Bogomilism in Bosnia
The late 12th century in Bosnia was a golden age for Bogomils, where it was the state religion. Despite the Bogomils suffering oppression elsewhere from the Catholic and Serbian Orthodox, Bosnia offered them safe haven. Kulin, the Great Ban (title of the local representatives of Hungarian Kings) played a very important role for Bogomils during his reign, so much that the Bogomils formed a “Bosnian Church” free from Catholic authority. Kulin and the then Roman Catholic bishop of Bosnia converted to Bogomilism, and after Kulin died, another Catholic ruler was appointed by the pope, although he later accepted the Bogomil faith as well. This was the last straw for the Papacy. In 1222, the pope declared a Crusade against the Bogomils and Hungary invaded Bosnia. Every attack was foiled by the Bogomils and their faith only became stronger. In 1408, Hungary attacked Bosnia again. Influential Bogomil noblemen were beheaded – just like DAESH does today – and thrown into the Bosna River. This led the Bogomils to see the Ottomans as liberators and help the Turks against the Hungarians in 1414. Building closer ties with Turks, Bogomils later welcomed Ottomans when they conquered Bosnia in 1463. “Bogomils preferred to be conquered by the Sultan than converted by the Pope,” said Authy Phyllis in her book “Yugoslavia.” Late British author Rebecca West in “Black Lamb and Grey Falcon: A Journey through Yugoslavia” also said in reproach: “Had it not been for the intolerance of the Papacy, we would not have had Turkey in Europe for 500 years.”
The Bogomils were freed from persecution by “others” who are described as “barbarians,” and free to practice their faith. The Bogomils may have heard of the tolerance and peace established by the sultan’s rule from Constantinople, where Basil was once burnt as a “heretic” by the Byzantines. The sultan embraced them and allowed them religious freedom instead of forcing them to convert. Turks saw Bosnians as trustworthy and many Ottoman grand viziers and statesmen were selected from Bosnia. We can say that the Papacy intended for the Bogomils of Bosnia to become Catholics, but they chose to become sincere Muslims.

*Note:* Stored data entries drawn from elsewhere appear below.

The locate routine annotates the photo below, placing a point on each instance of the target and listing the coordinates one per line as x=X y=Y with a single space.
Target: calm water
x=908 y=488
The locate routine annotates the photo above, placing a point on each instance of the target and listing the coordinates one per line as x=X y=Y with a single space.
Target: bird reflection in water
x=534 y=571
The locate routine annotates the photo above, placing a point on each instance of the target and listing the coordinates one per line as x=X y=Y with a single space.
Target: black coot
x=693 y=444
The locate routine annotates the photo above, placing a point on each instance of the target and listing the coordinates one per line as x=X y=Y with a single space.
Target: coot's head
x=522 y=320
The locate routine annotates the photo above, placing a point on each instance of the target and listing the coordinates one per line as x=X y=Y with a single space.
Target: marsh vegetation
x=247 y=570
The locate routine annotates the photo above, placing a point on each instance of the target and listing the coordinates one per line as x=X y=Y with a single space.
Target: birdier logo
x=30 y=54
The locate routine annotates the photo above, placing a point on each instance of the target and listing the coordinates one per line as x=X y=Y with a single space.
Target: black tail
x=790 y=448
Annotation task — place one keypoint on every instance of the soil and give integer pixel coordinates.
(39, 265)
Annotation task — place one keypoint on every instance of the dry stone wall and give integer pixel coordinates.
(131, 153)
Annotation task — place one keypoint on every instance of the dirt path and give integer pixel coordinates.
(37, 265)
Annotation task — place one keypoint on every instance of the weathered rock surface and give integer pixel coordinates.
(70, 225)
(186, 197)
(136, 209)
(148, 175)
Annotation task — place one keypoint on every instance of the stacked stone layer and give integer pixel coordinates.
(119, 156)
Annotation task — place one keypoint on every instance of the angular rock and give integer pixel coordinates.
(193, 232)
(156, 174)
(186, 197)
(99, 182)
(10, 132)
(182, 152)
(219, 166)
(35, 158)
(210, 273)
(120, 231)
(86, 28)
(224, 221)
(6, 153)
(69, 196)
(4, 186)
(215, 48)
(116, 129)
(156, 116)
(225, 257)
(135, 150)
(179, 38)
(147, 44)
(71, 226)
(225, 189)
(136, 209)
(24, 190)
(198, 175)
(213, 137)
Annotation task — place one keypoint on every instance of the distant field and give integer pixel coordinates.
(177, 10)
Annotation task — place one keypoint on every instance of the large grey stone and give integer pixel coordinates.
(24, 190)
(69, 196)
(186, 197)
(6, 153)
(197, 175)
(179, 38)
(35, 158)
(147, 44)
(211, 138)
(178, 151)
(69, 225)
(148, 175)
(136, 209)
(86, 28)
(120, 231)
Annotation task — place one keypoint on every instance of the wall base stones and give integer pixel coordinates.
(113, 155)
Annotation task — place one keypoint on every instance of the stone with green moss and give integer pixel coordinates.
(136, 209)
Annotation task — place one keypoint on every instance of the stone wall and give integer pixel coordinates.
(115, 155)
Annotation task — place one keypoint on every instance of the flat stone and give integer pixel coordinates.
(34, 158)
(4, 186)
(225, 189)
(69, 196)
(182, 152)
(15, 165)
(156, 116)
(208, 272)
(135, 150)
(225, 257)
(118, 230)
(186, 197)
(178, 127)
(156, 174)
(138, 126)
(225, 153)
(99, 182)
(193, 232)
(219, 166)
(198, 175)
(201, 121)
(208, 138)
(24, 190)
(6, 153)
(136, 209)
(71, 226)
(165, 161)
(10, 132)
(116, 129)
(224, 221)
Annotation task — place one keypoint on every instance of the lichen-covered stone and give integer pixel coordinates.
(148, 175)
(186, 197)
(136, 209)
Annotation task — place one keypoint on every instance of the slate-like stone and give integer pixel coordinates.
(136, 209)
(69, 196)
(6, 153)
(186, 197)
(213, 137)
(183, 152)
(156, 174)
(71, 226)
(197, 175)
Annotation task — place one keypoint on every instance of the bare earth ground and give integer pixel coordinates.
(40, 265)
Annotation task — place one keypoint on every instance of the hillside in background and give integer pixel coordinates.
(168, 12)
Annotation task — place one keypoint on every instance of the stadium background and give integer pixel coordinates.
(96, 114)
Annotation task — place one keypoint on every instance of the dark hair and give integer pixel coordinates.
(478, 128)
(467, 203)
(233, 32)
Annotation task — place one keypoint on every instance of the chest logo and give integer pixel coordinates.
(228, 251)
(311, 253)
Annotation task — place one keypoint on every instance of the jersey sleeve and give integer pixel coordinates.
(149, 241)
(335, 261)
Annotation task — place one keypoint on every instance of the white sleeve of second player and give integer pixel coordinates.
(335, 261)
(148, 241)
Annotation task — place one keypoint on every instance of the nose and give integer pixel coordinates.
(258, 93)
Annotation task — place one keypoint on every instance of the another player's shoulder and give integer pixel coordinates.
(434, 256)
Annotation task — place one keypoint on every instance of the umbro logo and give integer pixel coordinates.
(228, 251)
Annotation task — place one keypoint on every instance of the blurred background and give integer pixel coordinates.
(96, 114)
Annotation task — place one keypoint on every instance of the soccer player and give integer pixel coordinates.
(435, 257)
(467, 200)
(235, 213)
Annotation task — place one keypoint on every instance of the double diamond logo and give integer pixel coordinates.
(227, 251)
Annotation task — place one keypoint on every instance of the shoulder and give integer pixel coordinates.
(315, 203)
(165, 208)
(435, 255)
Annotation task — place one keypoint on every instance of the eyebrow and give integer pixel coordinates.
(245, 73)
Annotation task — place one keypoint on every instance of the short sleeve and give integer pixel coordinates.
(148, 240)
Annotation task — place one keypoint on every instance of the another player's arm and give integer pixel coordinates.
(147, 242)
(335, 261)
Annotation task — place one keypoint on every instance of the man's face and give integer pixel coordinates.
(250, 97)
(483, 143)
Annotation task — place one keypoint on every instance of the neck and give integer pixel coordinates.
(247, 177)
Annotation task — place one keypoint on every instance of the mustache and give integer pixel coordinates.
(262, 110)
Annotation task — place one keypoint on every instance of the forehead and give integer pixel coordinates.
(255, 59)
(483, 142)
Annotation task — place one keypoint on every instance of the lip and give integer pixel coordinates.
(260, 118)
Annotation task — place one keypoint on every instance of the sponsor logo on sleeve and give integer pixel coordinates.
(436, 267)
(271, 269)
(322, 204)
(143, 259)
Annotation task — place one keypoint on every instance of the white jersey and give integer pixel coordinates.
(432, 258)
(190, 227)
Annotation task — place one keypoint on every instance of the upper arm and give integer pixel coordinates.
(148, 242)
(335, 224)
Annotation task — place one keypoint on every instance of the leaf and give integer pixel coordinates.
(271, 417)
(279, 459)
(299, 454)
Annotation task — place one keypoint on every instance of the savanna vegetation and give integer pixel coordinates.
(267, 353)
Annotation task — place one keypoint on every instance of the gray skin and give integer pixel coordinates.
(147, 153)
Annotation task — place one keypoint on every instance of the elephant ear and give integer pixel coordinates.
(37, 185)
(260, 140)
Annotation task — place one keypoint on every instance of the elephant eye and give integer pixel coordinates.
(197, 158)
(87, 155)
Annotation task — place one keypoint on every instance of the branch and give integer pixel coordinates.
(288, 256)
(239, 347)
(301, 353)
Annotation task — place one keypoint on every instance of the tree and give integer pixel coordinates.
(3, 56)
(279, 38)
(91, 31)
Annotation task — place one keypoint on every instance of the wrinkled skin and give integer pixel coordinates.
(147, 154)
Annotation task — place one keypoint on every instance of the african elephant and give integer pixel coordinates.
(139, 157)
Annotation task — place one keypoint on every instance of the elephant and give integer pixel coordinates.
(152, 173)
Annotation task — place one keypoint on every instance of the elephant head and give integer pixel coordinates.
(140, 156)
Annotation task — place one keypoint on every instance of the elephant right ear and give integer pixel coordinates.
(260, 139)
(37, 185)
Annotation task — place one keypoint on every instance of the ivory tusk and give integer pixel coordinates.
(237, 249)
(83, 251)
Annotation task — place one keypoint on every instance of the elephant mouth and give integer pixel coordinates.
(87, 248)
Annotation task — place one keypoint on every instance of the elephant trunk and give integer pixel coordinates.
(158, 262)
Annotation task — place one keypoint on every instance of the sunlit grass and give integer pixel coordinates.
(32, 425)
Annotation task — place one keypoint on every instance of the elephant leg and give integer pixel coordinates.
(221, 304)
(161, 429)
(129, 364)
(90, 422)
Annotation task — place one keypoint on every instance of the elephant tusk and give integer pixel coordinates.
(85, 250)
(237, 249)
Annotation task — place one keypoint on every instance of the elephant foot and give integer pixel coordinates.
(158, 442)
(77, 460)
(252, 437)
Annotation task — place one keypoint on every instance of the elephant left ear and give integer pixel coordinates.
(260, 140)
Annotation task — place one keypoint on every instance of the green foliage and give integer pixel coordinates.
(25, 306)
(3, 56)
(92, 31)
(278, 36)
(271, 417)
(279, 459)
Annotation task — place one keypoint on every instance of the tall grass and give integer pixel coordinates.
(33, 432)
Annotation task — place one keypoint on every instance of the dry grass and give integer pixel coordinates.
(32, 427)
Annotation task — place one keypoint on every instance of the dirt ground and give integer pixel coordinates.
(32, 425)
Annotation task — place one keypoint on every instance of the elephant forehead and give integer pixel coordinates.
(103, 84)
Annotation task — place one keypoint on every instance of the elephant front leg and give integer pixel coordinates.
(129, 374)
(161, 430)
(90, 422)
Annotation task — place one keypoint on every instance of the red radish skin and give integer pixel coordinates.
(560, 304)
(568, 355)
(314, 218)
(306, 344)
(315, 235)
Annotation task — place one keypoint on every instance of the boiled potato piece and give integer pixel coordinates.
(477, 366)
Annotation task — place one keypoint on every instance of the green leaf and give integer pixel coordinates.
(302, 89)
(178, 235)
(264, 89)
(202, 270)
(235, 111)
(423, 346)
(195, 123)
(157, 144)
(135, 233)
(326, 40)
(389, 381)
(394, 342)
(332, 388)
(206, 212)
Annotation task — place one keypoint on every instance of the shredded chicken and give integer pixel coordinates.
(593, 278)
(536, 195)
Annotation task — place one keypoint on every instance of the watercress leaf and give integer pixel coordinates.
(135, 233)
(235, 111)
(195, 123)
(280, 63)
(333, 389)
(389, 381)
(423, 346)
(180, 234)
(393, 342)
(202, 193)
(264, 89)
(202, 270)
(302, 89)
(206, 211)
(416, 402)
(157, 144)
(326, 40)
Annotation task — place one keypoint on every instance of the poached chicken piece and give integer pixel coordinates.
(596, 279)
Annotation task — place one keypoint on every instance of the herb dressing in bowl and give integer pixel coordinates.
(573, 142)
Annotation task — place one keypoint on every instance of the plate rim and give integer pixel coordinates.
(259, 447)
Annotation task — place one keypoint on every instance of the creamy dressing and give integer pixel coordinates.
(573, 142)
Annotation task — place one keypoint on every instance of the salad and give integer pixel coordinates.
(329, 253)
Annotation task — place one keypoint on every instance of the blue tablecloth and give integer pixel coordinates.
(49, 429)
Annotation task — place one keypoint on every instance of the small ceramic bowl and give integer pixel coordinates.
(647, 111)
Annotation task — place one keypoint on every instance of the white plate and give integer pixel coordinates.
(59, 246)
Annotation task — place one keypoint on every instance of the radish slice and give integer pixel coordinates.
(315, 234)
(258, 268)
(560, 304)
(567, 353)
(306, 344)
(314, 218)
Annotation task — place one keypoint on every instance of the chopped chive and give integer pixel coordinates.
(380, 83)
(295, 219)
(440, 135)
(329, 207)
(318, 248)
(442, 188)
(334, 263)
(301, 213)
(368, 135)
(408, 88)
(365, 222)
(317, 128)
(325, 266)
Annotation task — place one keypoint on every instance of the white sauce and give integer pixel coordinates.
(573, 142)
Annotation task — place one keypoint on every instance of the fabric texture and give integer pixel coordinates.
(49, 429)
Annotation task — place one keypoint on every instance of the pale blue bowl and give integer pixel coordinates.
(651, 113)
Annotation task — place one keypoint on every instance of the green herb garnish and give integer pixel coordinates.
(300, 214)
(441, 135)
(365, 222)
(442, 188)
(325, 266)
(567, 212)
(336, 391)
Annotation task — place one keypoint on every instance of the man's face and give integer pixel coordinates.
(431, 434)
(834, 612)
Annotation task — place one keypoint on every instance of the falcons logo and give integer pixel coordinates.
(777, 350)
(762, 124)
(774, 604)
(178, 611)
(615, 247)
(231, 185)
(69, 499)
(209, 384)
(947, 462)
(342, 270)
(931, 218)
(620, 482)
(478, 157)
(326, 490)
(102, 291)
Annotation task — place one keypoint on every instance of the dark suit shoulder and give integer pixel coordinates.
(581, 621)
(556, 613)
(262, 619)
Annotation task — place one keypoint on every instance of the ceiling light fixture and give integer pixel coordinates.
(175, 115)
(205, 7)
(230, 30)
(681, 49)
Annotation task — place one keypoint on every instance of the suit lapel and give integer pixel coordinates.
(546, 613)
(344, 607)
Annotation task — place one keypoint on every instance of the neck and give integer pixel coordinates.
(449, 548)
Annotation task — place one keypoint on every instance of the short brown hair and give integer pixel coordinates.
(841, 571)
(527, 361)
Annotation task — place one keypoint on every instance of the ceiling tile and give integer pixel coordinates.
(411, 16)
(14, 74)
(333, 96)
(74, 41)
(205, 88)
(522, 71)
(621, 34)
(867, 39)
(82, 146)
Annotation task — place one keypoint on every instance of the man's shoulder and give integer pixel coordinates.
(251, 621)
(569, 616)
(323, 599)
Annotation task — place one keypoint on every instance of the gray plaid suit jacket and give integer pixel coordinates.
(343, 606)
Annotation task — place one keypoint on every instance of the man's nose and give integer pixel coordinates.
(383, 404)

– Like Islam, Bogomilism repudiated tenets of Christianity.
– The Bogomils opposed the dogma of the church, they appealed for the virtues of early Christianity and the Gospels.
– The early Bogomils rejected the Old Testament.
– The Trinity was considered to be delusional and rejected.
– The cross was considered evil, as an instrument used to kill Christ. They asked, “If someone killed the king’s son with a piece of wood, do you think the king would regard the weapon as holy?”
– Bogomil dualism taught that to be united with God, they must disregard the material world.
– There was no veneration of Mary and no belief in her as “Mother of God.”
– The Bogomils rejected monasticism and were iconoclasts.
– The Bogomils believed that God, not Jesus, would execute the final judgment.